Didattica » Musica Studio

Il Suono viaggia

di Federica Felici

30 settembre 2020

water dream abstraction image with fluid shapes, lines, waves and colors in blue and light brown tones

 

Qualche tempo fa, una delle più qualificate ed autorevoli insegnanti del Metodo Dalcroze, diede avvio ad un suo corso chiedendo: ”Che cosa è per voi la musica?” Tutti ci prodigammo per trovare definizioni molto articolate e pertinenti al contesto ma, nello stupore generale, ci disorientò con un’affermazione tanto lapidaria quanto elementare: la musica è movimento! Così come la vibrazione sonora ed il gesto che induce…

Ed ecco allora insorgere in me l’idea, l’immagine, del suono che viaggia, che scorre nelle cellule di ognuno di noi e le attiva, creando una risposta motoria generatrice di piacere, un piacere semplice e puro.

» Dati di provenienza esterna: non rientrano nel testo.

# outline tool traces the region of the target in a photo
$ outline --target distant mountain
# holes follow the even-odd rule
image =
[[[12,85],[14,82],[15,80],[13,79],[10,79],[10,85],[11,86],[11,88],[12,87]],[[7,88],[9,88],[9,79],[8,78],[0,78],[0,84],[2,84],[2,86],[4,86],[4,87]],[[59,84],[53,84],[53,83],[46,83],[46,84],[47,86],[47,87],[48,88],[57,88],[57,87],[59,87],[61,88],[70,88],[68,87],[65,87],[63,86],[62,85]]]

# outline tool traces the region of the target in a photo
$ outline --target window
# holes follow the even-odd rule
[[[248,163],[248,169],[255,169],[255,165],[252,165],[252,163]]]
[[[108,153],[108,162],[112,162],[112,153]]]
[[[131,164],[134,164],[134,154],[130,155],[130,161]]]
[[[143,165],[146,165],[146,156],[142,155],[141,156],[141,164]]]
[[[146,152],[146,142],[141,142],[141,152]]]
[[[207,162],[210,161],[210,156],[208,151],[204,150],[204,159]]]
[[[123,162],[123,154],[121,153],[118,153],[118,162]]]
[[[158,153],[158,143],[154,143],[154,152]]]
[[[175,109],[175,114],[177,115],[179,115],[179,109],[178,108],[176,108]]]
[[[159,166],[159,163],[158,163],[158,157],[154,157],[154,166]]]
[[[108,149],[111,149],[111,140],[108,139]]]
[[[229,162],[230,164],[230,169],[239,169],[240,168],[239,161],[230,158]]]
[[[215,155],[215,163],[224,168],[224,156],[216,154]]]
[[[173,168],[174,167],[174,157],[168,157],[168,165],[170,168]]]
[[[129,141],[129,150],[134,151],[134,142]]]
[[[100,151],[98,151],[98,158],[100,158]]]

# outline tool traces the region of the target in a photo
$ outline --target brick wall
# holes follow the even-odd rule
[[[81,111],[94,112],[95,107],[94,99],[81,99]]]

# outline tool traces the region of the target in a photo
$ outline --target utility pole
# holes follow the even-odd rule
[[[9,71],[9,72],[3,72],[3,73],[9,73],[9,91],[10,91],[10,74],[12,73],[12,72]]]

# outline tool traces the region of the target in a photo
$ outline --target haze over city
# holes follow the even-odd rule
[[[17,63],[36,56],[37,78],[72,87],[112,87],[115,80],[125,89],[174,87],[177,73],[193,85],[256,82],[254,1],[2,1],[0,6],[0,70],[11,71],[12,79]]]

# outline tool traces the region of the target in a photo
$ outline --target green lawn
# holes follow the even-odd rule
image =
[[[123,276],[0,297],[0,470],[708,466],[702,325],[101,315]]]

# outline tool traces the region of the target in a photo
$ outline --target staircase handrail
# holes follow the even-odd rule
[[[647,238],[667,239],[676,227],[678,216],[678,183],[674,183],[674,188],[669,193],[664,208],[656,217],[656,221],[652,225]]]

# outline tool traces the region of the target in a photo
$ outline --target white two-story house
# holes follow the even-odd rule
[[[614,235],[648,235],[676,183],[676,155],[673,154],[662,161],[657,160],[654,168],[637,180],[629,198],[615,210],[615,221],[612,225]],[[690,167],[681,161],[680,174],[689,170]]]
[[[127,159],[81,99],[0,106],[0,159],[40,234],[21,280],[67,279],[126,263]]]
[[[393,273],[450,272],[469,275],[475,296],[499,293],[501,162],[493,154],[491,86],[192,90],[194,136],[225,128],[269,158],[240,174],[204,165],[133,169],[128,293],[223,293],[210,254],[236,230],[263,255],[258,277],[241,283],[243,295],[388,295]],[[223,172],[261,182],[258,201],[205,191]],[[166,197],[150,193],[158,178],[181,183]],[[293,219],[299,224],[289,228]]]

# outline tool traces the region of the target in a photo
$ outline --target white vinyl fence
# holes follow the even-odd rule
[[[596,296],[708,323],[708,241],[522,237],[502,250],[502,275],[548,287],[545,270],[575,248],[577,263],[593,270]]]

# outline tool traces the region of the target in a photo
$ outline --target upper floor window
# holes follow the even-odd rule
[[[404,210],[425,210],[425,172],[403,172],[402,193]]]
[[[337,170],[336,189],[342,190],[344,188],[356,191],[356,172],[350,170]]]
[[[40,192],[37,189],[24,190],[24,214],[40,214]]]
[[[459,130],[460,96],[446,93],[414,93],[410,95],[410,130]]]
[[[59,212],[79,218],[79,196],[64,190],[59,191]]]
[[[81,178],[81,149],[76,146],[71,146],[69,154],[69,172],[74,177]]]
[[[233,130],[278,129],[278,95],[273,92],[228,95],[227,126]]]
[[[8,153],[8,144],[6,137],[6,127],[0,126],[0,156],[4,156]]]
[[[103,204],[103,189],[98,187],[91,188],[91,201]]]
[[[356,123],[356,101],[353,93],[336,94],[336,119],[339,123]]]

Nella presente riflessione cercherò di mettere a fuoco i motivi profondi che mi hanno incentivata a dedicarmi alla formazione di questo Metodo ed i cambiamenti sostanziali che questo percorso ha innescato e che si sono verificati nel mio modo di vivere la musica e di proporla nell’insegnamento.

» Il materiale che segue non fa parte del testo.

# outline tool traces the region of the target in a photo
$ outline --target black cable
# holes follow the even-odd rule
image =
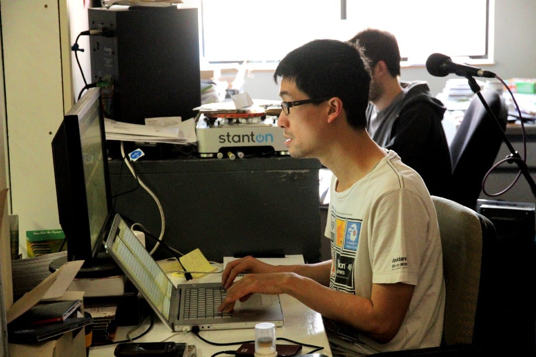
[[[80,90],[80,93],[78,93],[78,98],[77,100],[79,100],[80,98],[82,97],[82,93],[84,93],[84,90],[85,90],[86,89],[89,89],[90,88],[94,88],[94,87],[95,87],[96,86],[97,86],[96,82],[93,82],[93,83],[90,83],[90,84],[86,84],[85,86],[84,86],[83,88],[82,88]]]
[[[232,355],[235,355],[236,354],[236,351],[220,351],[219,352],[216,352],[213,354],[210,357],[214,357],[219,354],[230,354]]]
[[[193,335],[197,336],[198,338],[199,338],[202,341],[206,342],[209,345],[212,345],[213,346],[232,346],[233,345],[242,345],[242,344],[248,344],[248,343],[251,344],[251,343],[255,343],[255,342],[254,340],[250,340],[249,341],[242,341],[240,342],[227,342],[227,343],[212,342],[201,337],[201,335],[199,335],[199,326],[194,326],[192,328],[192,333],[193,333]]]
[[[83,48],[80,48],[78,46],[78,39],[80,36],[83,34],[86,34],[84,32],[80,32],[78,34],[78,35],[76,36],[76,40],[75,41],[75,44],[72,45],[71,49],[75,51],[75,58],[76,58],[76,63],[78,65],[78,69],[80,70],[80,74],[82,75],[82,79],[84,80],[84,84],[86,86],[87,85],[87,81],[86,80],[86,77],[84,75],[84,71],[82,70],[82,66],[80,64],[80,60],[78,59],[78,51],[84,52]]]

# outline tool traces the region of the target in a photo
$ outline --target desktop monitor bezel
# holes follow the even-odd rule
[[[95,120],[98,122],[98,135],[95,135]],[[88,130],[93,131],[91,139],[85,136]],[[86,140],[88,140],[92,149],[98,153],[96,162],[98,166],[94,169],[99,176],[97,183],[100,186],[97,192],[103,191],[103,196],[91,196],[90,183],[85,172],[88,166],[84,164],[84,155],[88,154]],[[112,211],[100,88],[88,89],[65,113],[53,139],[52,148],[58,215],[67,242],[67,261],[84,260],[83,266],[91,267],[102,250]],[[99,209],[90,207],[90,202],[95,198]],[[101,226],[100,229],[96,228],[98,226]]]

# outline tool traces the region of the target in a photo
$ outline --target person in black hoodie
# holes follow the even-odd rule
[[[392,34],[369,28],[349,42],[361,47],[370,62],[369,134],[416,171],[430,194],[447,195],[452,165],[441,124],[443,103],[432,96],[426,82],[399,80],[400,55]]]

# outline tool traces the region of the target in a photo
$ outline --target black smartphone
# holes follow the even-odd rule
[[[174,342],[128,342],[117,345],[114,355],[117,357],[174,357],[176,355],[176,347]]]

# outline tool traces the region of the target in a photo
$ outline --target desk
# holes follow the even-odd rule
[[[303,258],[302,258],[303,261]],[[221,276],[219,274],[211,274],[198,279],[199,282],[219,282]],[[192,280],[190,280],[190,282]],[[180,282],[178,281],[180,283]],[[309,308],[295,298],[288,295],[281,295],[281,303],[285,316],[285,322],[282,327],[277,328],[276,330],[276,337],[285,337],[301,343],[306,343],[315,346],[324,346],[324,350],[318,351],[327,356],[331,356],[331,350],[329,347],[327,338],[324,329],[324,324],[320,314]],[[198,357],[210,357],[212,354],[221,351],[233,350],[237,348],[240,344],[236,346],[213,346],[198,339],[191,332],[174,332],[169,331],[167,326],[156,316],[154,317],[154,326],[152,330],[141,338],[136,340],[137,342],[155,342],[163,340],[174,342],[185,342],[189,345],[195,345]],[[146,323],[131,336],[137,336],[145,330],[148,326]],[[119,328],[116,340],[125,339],[126,334],[131,326],[123,326]],[[255,339],[254,329],[242,329],[238,330],[222,330],[219,331],[202,331],[200,336],[209,341],[217,343],[229,343],[234,341],[240,341],[245,340]],[[285,341],[278,343],[288,343]],[[116,345],[92,347],[90,350],[90,357],[110,357],[113,356]],[[303,347],[302,354],[308,353],[312,348]]]

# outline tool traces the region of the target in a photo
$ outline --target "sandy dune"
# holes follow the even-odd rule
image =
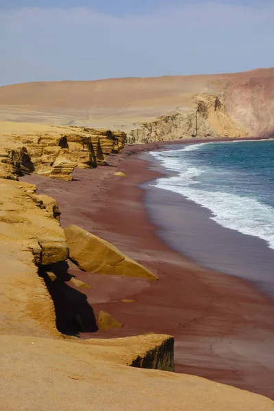
[[[273,84],[274,68],[15,84],[0,87],[0,119],[129,131],[159,116],[192,110],[197,95],[217,94],[240,127],[251,135],[269,134],[274,130]]]

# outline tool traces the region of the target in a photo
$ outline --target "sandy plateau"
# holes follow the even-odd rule
[[[77,195],[71,184],[77,186],[81,176],[95,171],[99,176],[97,185],[103,186],[105,177],[111,175],[113,178],[116,172],[116,181],[121,182],[121,182],[125,182],[127,189],[127,174],[122,173],[119,161],[112,168],[104,166],[108,155],[121,155],[127,139],[147,142],[166,138],[271,136],[274,129],[273,88],[269,85],[273,84],[273,73],[269,69],[219,76],[34,83],[0,88],[1,410],[274,410],[273,401],[262,395],[172,372],[172,333],[156,334],[144,329],[142,335],[127,337],[121,334],[119,338],[108,338],[112,336],[108,335],[108,329],[119,333],[123,324],[103,310],[93,312],[88,293],[84,292],[93,286],[83,280],[83,271],[74,268],[73,275],[69,273],[69,253],[74,263],[90,271],[88,275],[92,271],[95,279],[101,275],[103,288],[107,289],[108,282],[111,282],[108,279],[115,277],[121,286],[121,304],[124,310],[130,306],[132,312],[135,299],[123,292],[128,279],[136,277],[134,281],[139,287],[147,284],[147,290],[152,290],[159,287],[161,279],[166,282],[167,273],[162,275],[161,267],[154,270],[155,258],[154,265],[150,266],[149,255],[147,262],[138,258],[137,249],[135,253],[129,249],[129,255],[123,247],[120,250],[121,244],[113,235],[112,240],[118,248],[106,241],[110,240],[107,232],[101,236],[104,240],[100,238],[102,227],[91,236],[82,229],[88,227],[78,229],[73,225],[64,231],[60,225],[63,210],[66,223],[68,210],[71,214],[75,212],[74,221],[77,221],[77,208],[73,203],[77,199],[73,197]],[[129,155],[124,157],[130,162]],[[103,169],[108,173],[100,177]],[[75,179],[71,181],[73,175]],[[38,191],[32,184],[36,179],[42,182]],[[69,209],[65,203],[61,207],[47,195],[46,189],[42,192],[47,182],[49,187],[51,182],[51,192],[66,191],[66,198],[73,199],[72,207],[76,208]],[[82,201],[86,201],[82,210],[88,218],[88,208],[96,206],[91,199],[88,202],[79,195],[78,209]],[[134,213],[139,212],[141,203],[132,204]],[[123,211],[121,205],[120,198],[119,206]],[[124,206],[130,206],[128,199]],[[105,221],[111,223],[111,204],[108,207]],[[100,208],[97,211],[99,215],[103,212]],[[114,211],[114,216],[117,215]],[[129,216],[124,214],[124,221],[117,224],[129,227]],[[121,238],[121,233],[117,238],[119,235]],[[134,237],[134,232],[132,236]],[[158,242],[155,244],[157,247]],[[156,250],[153,251],[156,256]],[[169,258],[169,254],[164,256]],[[158,262],[160,264],[160,260]],[[184,260],[176,264],[183,271],[191,269],[191,281],[195,280],[191,263]],[[206,270],[201,273],[198,282],[199,275],[207,275]],[[210,288],[206,283],[199,286],[199,292]],[[95,292],[97,284],[96,279]],[[216,290],[210,292],[212,299],[221,286],[215,286]],[[245,290],[243,287],[239,285],[239,289]],[[232,291],[232,286],[230,288]],[[72,299],[88,306],[93,331],[99,325],[104,338],[75,336],[84,332],[86,325],[77,313],[73,316],[77,332],[58,329],[54,292],[67,293],[68,289]],[[245,295],[242,291],[243,298]],[[247,295],[263,312],[262,297],[256,295],[252,299],[250,294]],[[199,298],[201,302],[201,295]],[[155,310],[155,306],[151,308]],[[71,309],[69,303],[61,308],[62,312]]]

Dopo aver seguito il Training annuale di Educazione ritmico-musicale e psicomotoria condotto a Firenze da RuthSchmid, ho percepito molto più chiaramente che il mio collegamento con “l’universo dei suoni”, e la conseguente riappropriazione di questo linguaggio sarebbe potuto avvenire in me solamente attraverso il contatto col corpo e con la consapevolezza psicofisica in risposta ad uno stimolo sonoro. Non avevo provato in precedenza, con la pratica strumentale, quel senso di pienezza di tutto l’essere nella sua globalità, motivo che mi aveva indotto, negli anni, ad abbandonare quel canale di espressione/comunicazione musicale. Poiché, in definitiva, non avevo mai avuto la percezione che si trattasse realmente né dell’una né dell’altra forma!

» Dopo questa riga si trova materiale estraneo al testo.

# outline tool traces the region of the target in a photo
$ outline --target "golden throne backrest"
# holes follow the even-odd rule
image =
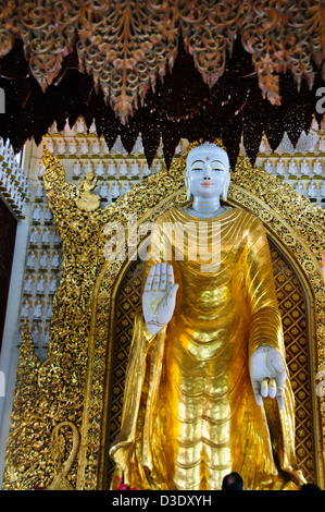
[[[296,450],[305,478],[315,481],[315,454],[311,382],[309,371],[308,307],[304,290],[290,261],[270,242],[278,305],[283,318],[287,365],[296,399]],[[127,267],[115,297],[115,327],[112,339],[111,394],[109,399],[108,446],[116,437],[122,415],[125,371],[133,322],[140,307],[145,265],[140,259]],[[107,481],[113,465],[109,461]]]

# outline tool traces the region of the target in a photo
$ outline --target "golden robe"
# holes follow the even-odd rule
[[[137,489],[221,489],[233,471],[245,488],[299,487],[289,378],[279,410],[276,399],[257,404],[249,373],[262,344],[285,359],[263,224],[232,208],[209,220],[173,209],[155,222],[145,273],[168,256],[179,288],[173,318],[157,336],[142,313],[135,320],[122,428],[110,450],[112,489],[117,476]],[[185,230],[189,223],[197,233],[209,224],[208,244]],[[217,257],[202,267],[212,246]]]

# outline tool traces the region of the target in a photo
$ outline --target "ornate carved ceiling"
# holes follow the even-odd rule
[[[322,0],[0,0],[0,135],[18,149],[84,114],[109,146],[141,133],[149,162],[161,136],[168,164],[218,135],[234,161],[242,131],[254,159],[263,131],[274,147],[321,119],[324,57]]]

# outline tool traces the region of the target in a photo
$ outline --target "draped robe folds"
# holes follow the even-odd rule
[[[167,260],[179,288],[158,334],[141,312],[135,319],[112,489],[117,478],[137,489],[221,489],[233,471],[245,488],[299,488],[289,378],[279,410],[272,399],[257,404],[249,373],[260,345],[285,359],[263,224],[237,208],[214,219],[172,209],[155,221],[148,256],[145,279]]]

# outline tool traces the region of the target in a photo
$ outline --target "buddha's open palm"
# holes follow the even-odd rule
[[[142,310],[150,334],[157,334],[171,320],[178,284],[172,265],[157,264],[150,268],[142,294]]]
[[[277,349],[270,345],[255,349],[251,356],[250,376],[259,405],[262,405],[263,398],[270,397],[276,398],[279,409],[285,407],[284,383],[287,371]]]

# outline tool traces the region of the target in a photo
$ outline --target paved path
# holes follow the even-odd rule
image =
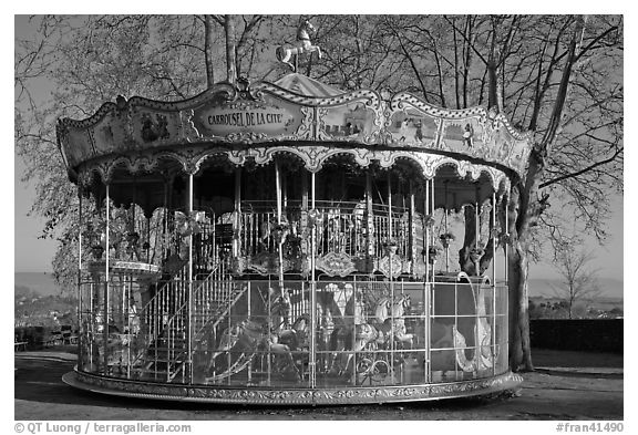
[[[543,356],[542,354],[539,356]],[[547,356],[547,355],[546,355]],[[237,407],[166,403],[110,397],[62,383],[75,356],[55,352],[16,353],[14,418],[29,420],[622,420],[622,356],[593,366],[558,365],[560,355],[538,360],[537,371],[525,373],[522,389],[511,397],[439,402],[326,406]],[[577,353],[572,360],[599,355]],[[618,363],[620,361],[620,363]],[[550,364],[542,364],[552,362]],[[618,366],[619,365],[619,366]]]

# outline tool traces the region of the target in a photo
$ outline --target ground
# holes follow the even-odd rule
[[[496,397],[359,406],[237,407],[110,397],[72,389],[68,349],[16,353],[16,421],[624,420],[622,355],[535,350],[536,371]]]

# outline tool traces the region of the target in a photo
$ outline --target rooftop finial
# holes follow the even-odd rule
[[[290,65],[292,71],[297,72],[297,56],[303,52],[312,53],[317,52],[319,59],[321,59],[321,49],[319,45],[312,45],[310,42],[309,32],[315,32],[315,27],[308,20],[301,21],[299,29],[297,29],[297,43],[295,46],[284,46],[279,45],[277,48],[277,60]],[[290,59],[295,55],[295,64],[290,63]]]

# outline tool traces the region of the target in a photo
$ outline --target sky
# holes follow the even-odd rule
[[[25,27],[18,25],[16,32],[23,32]],[[13,35],[14,37],[14,35]],[[13,195],[14,195],[14,271],[42,272],[51,271],[51,259],[55,250],[55,241],[40,239],[44,220],[38,216],[29,216],[34,198],[33,185],[21,182],[24,165],[13,152]],[[8,162],[6,159],[4,162]],[[609,240],[605,247],[589,238],[587,247],[596,251],[596,267],[600,277],[622,279],[624,263],[624,207],[622,197],[613,200],[611,219],[609,221]],[[557,272],[548,262],[531,266],[531,278],[556,278]]]

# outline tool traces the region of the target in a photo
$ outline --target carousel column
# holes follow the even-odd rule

Negli anni di studi in Conservatorio, il livello da raggiungere prevede al massimo di diventare un bravo esecutore o interprete di un brano, sia esso orchestrale o di musica da camera; troppo poco per l’impegno richiesto!

Ed infatti ho sempre avvertito la mancanza di proporzionalità tra la dedizione, il tempo e le energie profuse ed una soddisfazione totale ottenuta dall’esecuzione nelle varie performances. Successivamente ho operato delle scelte a favore di altri campi di interesse che prevedessero la partecipazione cosciente ed attiva nei processi di cambiamento, basati sullo sviluppo dell’individuo sotto vari aspetti, come la Tecnica Alexander – che riguarda l’osservazione dell’uso che ognuno fa di sé e delle proprie abitudini psicofisiche -, il Teatro Forum di A.Boal o ancora il Brain gym e le ricerche delle Neuroscienze sulla fondamentale importanza e beneficio del movimento nell’apprendimento. Direi quindi che la Ritmica Dalcroze è stata un approdo in cui, attraverso la consistenza e la peculiarità delle sue basi teoriche e la modalità esperienziale innovativa proposta, ho potuto sistematizzare le mie conoscenze didattiche e permettermi di potenziare alcune competenze artistiche.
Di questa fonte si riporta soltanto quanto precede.